The news: Amazon and NBCUniversal introduced advertising innovations for their streaming services at Monday’s IAB NewFronts.
The impact: While Amazon didn't name specific brands that are beta testing VPP, it did report that one consumer packaged goods brand saw a 6.9% increase in favorability as well as a 14.7% jump in purchase intent attributable to its VPP campaign.
Zoom out: Product placement has been a fixture of television advertising since its debut, but digital and streaming TV is rethinking the concept.
The number of streaming services is on the rise: 65% of paid video subscribers owned three or more subscriptions in 2021, up from just 32% in 2018, per Activate. That’s likely to lead more consumers to ad-supported platforms, which is why Netflix is openly mulling its ad-supported tier plans. But no platform wants to disturb the viewing experience more than necessary—which means platforms may see product placements as a legitimate way to bring in ad revenue without interrupting the viewing experience.

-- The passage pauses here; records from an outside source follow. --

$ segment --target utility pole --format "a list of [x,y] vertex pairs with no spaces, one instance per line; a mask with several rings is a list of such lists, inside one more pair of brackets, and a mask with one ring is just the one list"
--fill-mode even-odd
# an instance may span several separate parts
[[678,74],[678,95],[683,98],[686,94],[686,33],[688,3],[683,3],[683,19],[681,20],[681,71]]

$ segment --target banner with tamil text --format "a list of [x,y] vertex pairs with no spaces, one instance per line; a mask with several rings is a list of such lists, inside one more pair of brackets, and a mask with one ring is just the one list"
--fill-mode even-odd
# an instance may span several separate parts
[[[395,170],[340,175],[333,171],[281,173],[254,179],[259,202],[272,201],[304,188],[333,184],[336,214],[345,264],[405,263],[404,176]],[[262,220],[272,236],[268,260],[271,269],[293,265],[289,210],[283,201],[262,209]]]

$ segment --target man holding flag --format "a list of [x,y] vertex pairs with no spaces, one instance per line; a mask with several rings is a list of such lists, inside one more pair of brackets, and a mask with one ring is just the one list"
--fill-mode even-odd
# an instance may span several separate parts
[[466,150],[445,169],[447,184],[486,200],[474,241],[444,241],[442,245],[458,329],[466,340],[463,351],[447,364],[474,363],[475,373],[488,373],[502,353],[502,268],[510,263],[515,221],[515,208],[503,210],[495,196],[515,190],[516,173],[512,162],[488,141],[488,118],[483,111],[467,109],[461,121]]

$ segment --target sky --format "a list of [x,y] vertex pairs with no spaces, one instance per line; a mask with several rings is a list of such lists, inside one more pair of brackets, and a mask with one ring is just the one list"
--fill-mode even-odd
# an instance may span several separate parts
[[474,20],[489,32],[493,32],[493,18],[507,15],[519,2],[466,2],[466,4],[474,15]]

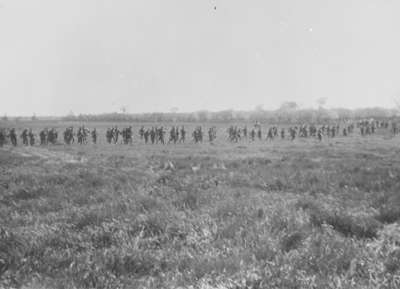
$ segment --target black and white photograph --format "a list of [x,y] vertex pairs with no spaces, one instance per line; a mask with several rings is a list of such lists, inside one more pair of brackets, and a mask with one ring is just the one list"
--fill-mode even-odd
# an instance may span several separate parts
[[0,0],[0,289],[400,289],[399,0]]

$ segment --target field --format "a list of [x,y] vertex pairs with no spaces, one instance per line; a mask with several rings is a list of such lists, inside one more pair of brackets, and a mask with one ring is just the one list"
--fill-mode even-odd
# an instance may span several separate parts
[[213,145],[0,149],[0,288],[400,288],[398,136],[226,128]]

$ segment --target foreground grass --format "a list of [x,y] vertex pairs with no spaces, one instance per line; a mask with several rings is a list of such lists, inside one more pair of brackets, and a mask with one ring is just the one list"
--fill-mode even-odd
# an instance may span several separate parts
[[355,147],[0,151],[0,287],[399,288],[400,157]]

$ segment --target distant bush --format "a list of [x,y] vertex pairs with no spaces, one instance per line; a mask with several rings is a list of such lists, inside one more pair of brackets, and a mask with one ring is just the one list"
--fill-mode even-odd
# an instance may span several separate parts
[[325,208],[322,209],[312,199],[300,199],[295,206],[309,212],[313,226],[320,227],[322,224],[328,224],[347,237],[376,238],[381,228],[381,223],[375,218],[351,216],[346,212],[331,212]]
[[281,241],[281,249],[283,252],[289,252],[297,249],[305,238],[304,232],[297,231],[284,236]]
[[400,220],[400,208],[385,208],[380,209],[379,213],[375,216],[375,218],[382,223],[391,224],[398,220]]
[[394,109],[299,109],[297,106],[283,106],[277,110],[256,109],[253,111],[224,110],[218,112],[196,111],[189,113],[105,113],[98,115],[70,114],[62,118],[64,121],[106,121],[106,122],[231,122],[261,121],[272,123],[329,122],[347,119],[391,118],[396,115]]
[[332,213],[320,209],[310,210],[310,221],[314,226],[328,224],[347,237],[376,238],[381,224],[372,217],[354,217],[344,212]]
[[400,220],[400,196],[397,193],[385,194],[375,218],[385,224]]
[[21,266],[24,254],[25,241],[0,227],[0,279],[7,270],[16,270]]

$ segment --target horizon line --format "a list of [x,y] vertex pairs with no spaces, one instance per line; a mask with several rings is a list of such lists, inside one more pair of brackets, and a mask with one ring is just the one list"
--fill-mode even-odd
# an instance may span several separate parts
[[[251,113],[251,112],[276,112],[281,110],[282,108],[275,108],[275,109],[265,109],[265,108],[260,108],[260,109],[252,109],[252,110],[246,110],[246,109],[222,109],[222,110],[208,110],[208,109],[200,109],[200,110],[195,110],[195,111],[145,111],[145,112],[121,112],[121,111],[109,111],[109,112],[98,112],[98,113],[82,113],[82,112],[72,112],[71,113],[66,113],[66,114],[55,114],[55,115],[46,115],[46,114],[30,114],[30,115],[8,115],[7,113],[0,115],[0,120],[3,117],[7,118],[31,118],[31,117],[37,117],[37,118],[62,118],[62,117],[68,117],[68,116],[80,116],[80,115],[86,115],[86,116],[95,116],[95,115],[111,115],[111,114],[120,114],[120,115],[149,115],[149,114],[196,114],[196,113],[222,113],[222,112],[236,112],[236,113]],[[328,111],[335,111],[335,110],[348,110],[348,111],[359,111],[359,110],[370,110],[370,109],[376,109],[376,110],[399,110],[400,107],[397,108],[396,106],[392,107],[382,107],[382,106],[366,106],[366,107],[357,107],[357,108],[346,108],[346,107],[299,107],[299,108],[294,108],[294,109],[288,109],[292,111],[304,111],[304,110],[328,110]]]

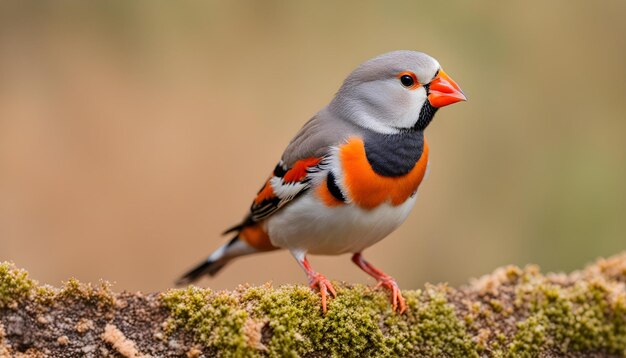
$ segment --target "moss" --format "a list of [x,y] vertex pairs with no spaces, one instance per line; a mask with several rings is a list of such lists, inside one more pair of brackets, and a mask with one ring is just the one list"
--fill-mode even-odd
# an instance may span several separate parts
[[[190,330],[226,355],[478,356],[443,287],[405,292],[405,315],[391,311],[386,293],[361,285],[336,288],[326,315],[320,312],[319,295],[304,286],[249,287],[231,294],[188,287],[170,290],[162,300],[171,313],[170,331]],[[246,339],[247,320],[266,322],[260,346]]]
[[57,297],[58,290],[52,286],[43,285],[37,286],[34,289],[34,301],[42,306],[50,306],[54,303],[54,299]]
[[514,340],[509,345],[509,354],[513,357],[536,357],[546,340],[545,323],[542,314],[518,323]]
[[419,306],[417,296],[409,301],[409,308],[417,313],[409,322],[411,333],[418,338],[414,343],[417,351],[425,356],[477,357],[479,349],[465,322],[448,303],[447,288],[427,288],[424,296],[427,300]]
[[0,308],[13,306],[30,297],[37,283],[28,278],[28,272],[13,263],[0,263]]
[[[340,292],[323,320],[320,343],[324,351],[336,357],[362,356],[368,352],[389,356],[394,348],[399,348],[397,343],[402,339],[398,337],[396,341],[393,333],[403,331],[398,326],[402,320],[394,320],[390,315],[386,295],[361,285],[342,288]],[[382,329],[379,326],[381,321]]]
[[[20,321],[31,322],[28,329],[54,326],[60,322],[55,315],[77,314],[75,322],[94,315],[108,322],[119,314],[133,322],[132,315],[141,312],[154,315],[149,322],[156,328],[146,335],[141,326],[136,337],[158,337],[148,346],[161,345],[162,352],[181,353],[197,344],[205,355],[224,357],[626,356],[626,254],[570,275],[505,267],[461,289],[427,285],[404,291],[402,315],[391,310],[388,292],[335,287],[338,296],[329,299],[323,315],[319,294],[305,286],[242,286],[232,292],[188,287],[155,298],[116,295],[106,282],[71,279],[61,289],[39,286],[25,271],[0,264],[0,308],[35,315]],[[123,309],[128,304],[135,306]],[[146,322],[142,317],[140,325]],[[162,339],[163,328],[168,340]],[[59,334],[51,336],[56,342]]]
[[504,310],[504,305],[499,300],[491,299],[489,300],[489,305],[491,306],[491,309],[494,310],[494,312],[502,313],[502,311]]
[[[50,292],[41,291],[42,294],[50,294]],[[90,283],[80,283],[77,279],[71,278],[63,284],[58,291],[54,300],[80,301],[83,303],[95,305],[98,308],[111,308],[115,304],[115,295],[111,291],[111,284],[101,281],[94,286]]]
[[626,355],[626,294],[603,281],[571,286],[538,283],[524,293],[530,316],[509,345],[514,356],[539,350],[599,351]]
[[70,279],[59,290],[52,286],[40,286],[37,281],[28,278],[25,270],[15,268],[12,263],[0,263],[0,307],[12,307],[25,300],[32,300],[41,307],[49,306],[56,300],[80,300],[103,308],[113,306],[114,297],[111,285],[104,281],[94,287]]
[[[315,351],[321,341],[322,317],[318,296],[307,287],[284,286],[274,290],[268,285],[247,289],[243,302],[250,304],[252,317],[269,319],[265,342],[270,356],[293,357]],[[329,302],[333,307],[334,302]]]
[[169,290],[161,295],[161,300],[171,313],[168,331],[179,328],[191,331],[199,342],[225,357],[253,356],[243,329],[248,313],[238,307],[235,297],[189,286]]

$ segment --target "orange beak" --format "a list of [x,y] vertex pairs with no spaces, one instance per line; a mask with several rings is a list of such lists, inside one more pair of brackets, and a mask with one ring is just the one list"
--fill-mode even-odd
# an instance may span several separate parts
[[439,70],[437,77],[430,82],[428,102],[431,106],[440,108],[460,101],[467,101],[467,97],[459,85],[443,70]]

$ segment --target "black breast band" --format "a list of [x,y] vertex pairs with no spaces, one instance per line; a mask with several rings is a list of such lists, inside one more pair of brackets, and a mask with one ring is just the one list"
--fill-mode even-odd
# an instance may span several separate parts
[[408,174],[424,151],[424,132],[371,133],[365,138],[365,155],[374,172],[386,177]]

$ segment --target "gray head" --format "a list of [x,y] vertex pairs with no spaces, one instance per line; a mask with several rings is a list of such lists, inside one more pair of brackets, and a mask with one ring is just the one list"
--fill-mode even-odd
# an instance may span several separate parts
[[394,51],[362,63],[328,109],[380,133],[424,129],[437,108],[465,100],[439,62],[422,52]]

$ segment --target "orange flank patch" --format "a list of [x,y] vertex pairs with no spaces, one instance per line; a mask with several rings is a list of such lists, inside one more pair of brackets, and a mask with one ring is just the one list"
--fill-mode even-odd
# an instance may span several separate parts
[[301,181],[304,177],[306,177],[306,170],[309,167],[316,166],[320,160],[320,158],[315,157],[298,160],[294,163],[293,167],[285,173],[283,180],[285,183],[295,183]]
[[248,245],[254,247],[260,251],[274,250],[276,247],[272,245],[270,237],[261,227],[260,224],[246,226],[239,232],[239,237],[248,243]]
[[344,185],[352,201],[364,209],[372,209],[389,202],[393,206],[404,203],[424,179],[428,163],[428,145],[415,167],[401,177],[385,177],[377,174],[367,161],[365,146],[360,138],[352,138],[340,147],[339,156],[343,169]]
[[343,201],[335,198],[333,194],[330,193],[330,191],[328,190],[328,186],[326,185],[326,182],[322,182],[318,185],[317,195],[326,206],[333,207],[333,206],[339,206],[339,205],[344,204]]
[[265,183],[265,186],[263,187],[263,189],[261,189],[261,191],[259,191],[259,193],[256,195],[256,198],[254,198],[254,203],[256,205],[259,205],[264,200],[271,199],[274,196],[275,196],[274,189],[272,189],[272,186],[270,185],[270,181],[268,180]]

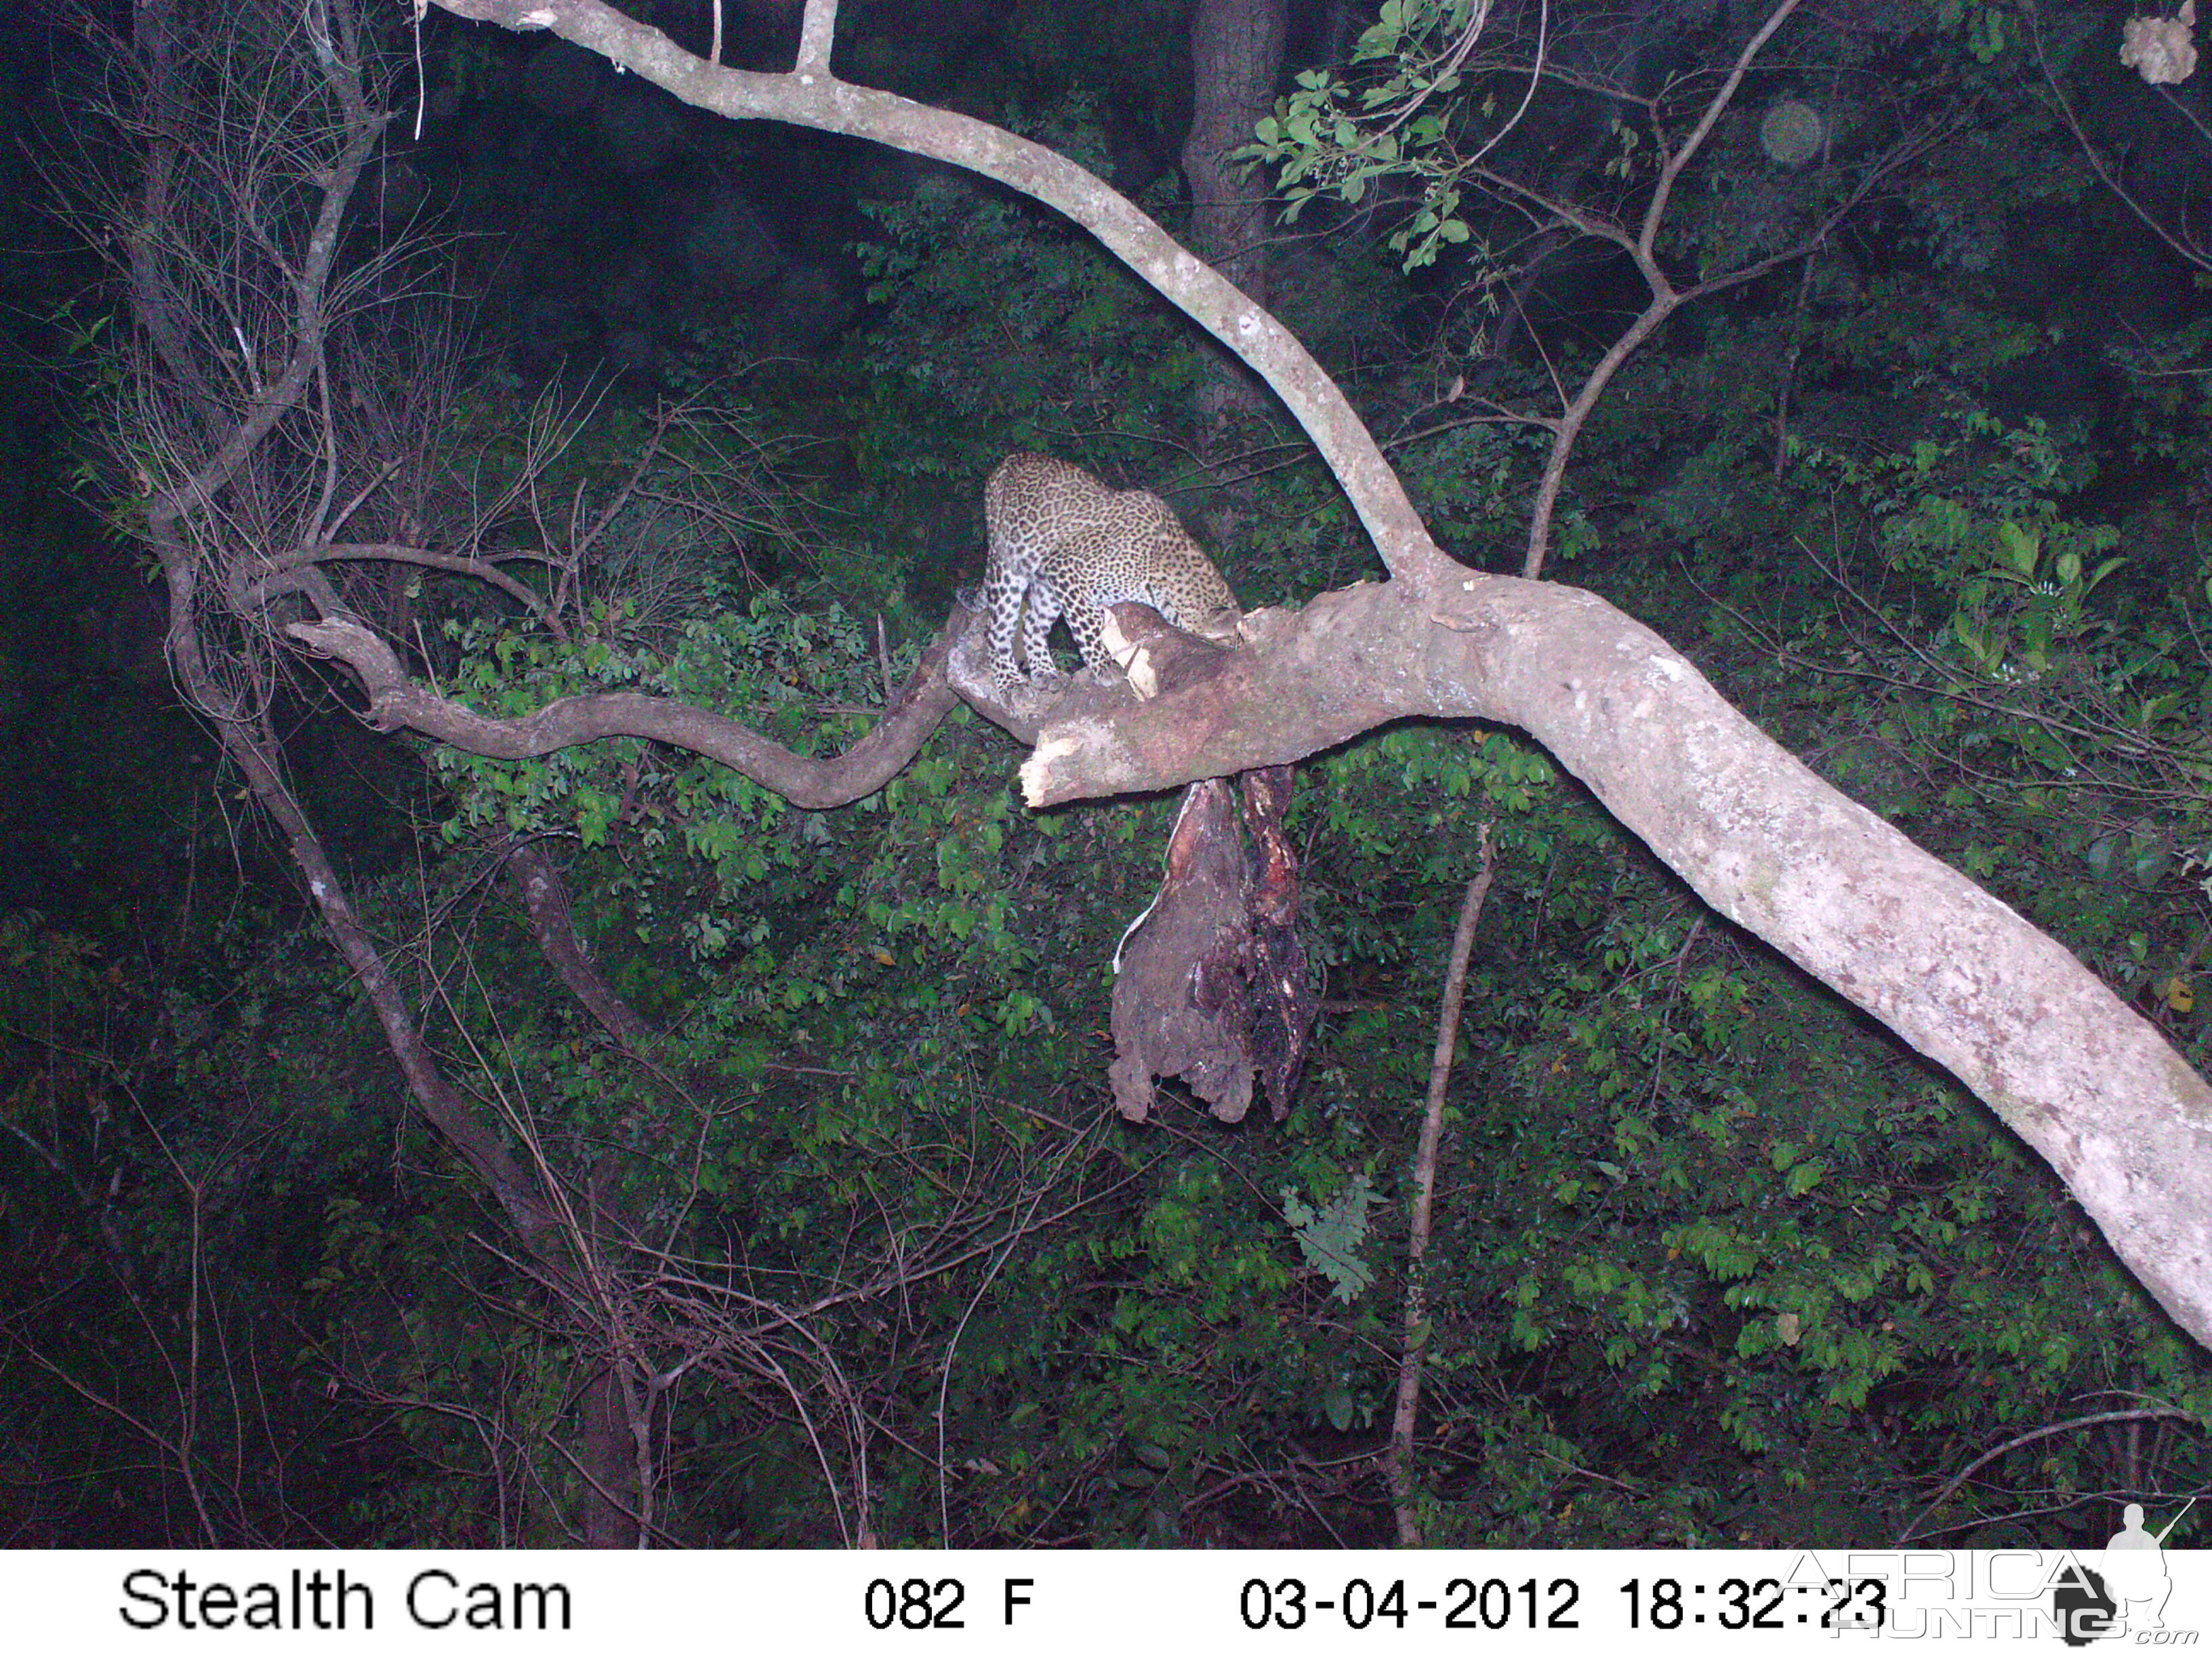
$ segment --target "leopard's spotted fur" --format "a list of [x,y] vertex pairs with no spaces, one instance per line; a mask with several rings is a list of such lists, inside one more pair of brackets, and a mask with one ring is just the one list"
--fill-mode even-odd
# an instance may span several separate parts
[[[1092,668],[1112,660],[1100,636],[1109,605],[1148,605],[1186,633],[1238,638],[1237,596],[1174,509],[1149,490],[1109,489],[1048,455],[1009,455],[983,489],[991,532],[983,594],[991,611],[991,678],[1004,696],[1021,678],[1059,673],[1045,643],[1065,617]],[[1023,604],[1029,614],[1023,617]]]

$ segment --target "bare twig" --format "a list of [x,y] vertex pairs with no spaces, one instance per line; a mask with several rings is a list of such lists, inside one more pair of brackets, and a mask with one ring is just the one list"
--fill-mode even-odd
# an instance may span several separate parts
[[1444,1091],[1451,1082],[1452,1049],[1459,1041],[1461,1000],[1467,990],[1467,961],[1474,950],[1474,925],[1482,915],[1482,902],[1490,892],[1497,863],[1490,844],[1490,825],[1484,824],[1476,843],[1474,878],[1459,907],[1459,926],[1453,930],[1451,958],[1444,968],[1443,999],[1437,1010],[1436,1052],[1429,1060],[1429,1097],[1421,1115],[1420,1143],[1413,1154],[1413,1219],[1406,1242],[1405,1347],[1398,1360],[1398,1404],[1390,1419],[1390,1449],[1384,1455],[1383,1474],[1389,1483],[1390,1507],[1398,1521],[1398,1542],[1407,1549],[1421,1545],[1420,1518],[1413,1505],[1413,1423],[1421,1410],[1422,1362],[1429,1347],[1428,1279],[1429,1229],[1437,1195],[1437,1147],[1443,1138]]
[[2002,1445],[1991,1447],[1946,1480],[1942,1489],[1922,1505],[1920,1513],[1906,1522],[1904,1529],[1897,1534],[1898,1544],[1902,1547],[1911,1543],[1919,1535],[1920,1523],[1934,1514],[1942,1506],[1945,1498],[1965,1486],[1976,1469],[1984,1464],[1995,1462],[2007,1452],[2018,1451],[2022,1446],[2033,1445],[2039,1440],[2047,1440],[2055,1434],[2072,1434],[2076,1430],[2093,1428],[2100,1423],[2142,1423],[2160,1419],[2180,1423],[2194,1423],[2197,1420],[2196,1413],[2183,1411],[2178,1406],[2142,1406],[2131,1411],[2093,1412],[2087,1417],[2069,1417],[2063,1422],[2045,1423],[2040,1428],[2028,1430],[2025,1434],[2016,1434]]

Will it work? In-scene ads, shown on billboards in the background, are not particularly obtrusive. But marketers may find it difficult to engage customers if the brand is only shown in a brief period.
Tread carefully: While "product placement has the potential to explode," says Beth Fossen, assistant professor of marketing at Indiana University, marketers must tread carefully and not be too overt. That’s because viewers are averse to "persuasion knowledge," when they become overtly aware someone is trying to sell them something. If VPPs become less subtle, they have the potential to disrupt the viewing experience and even backfire.
What it means: The flexibility afforded by dynamic product placements is vast; as this technology proliferates and expands, expect more brands to experiment within this space to break through the cluttered advertising landscape.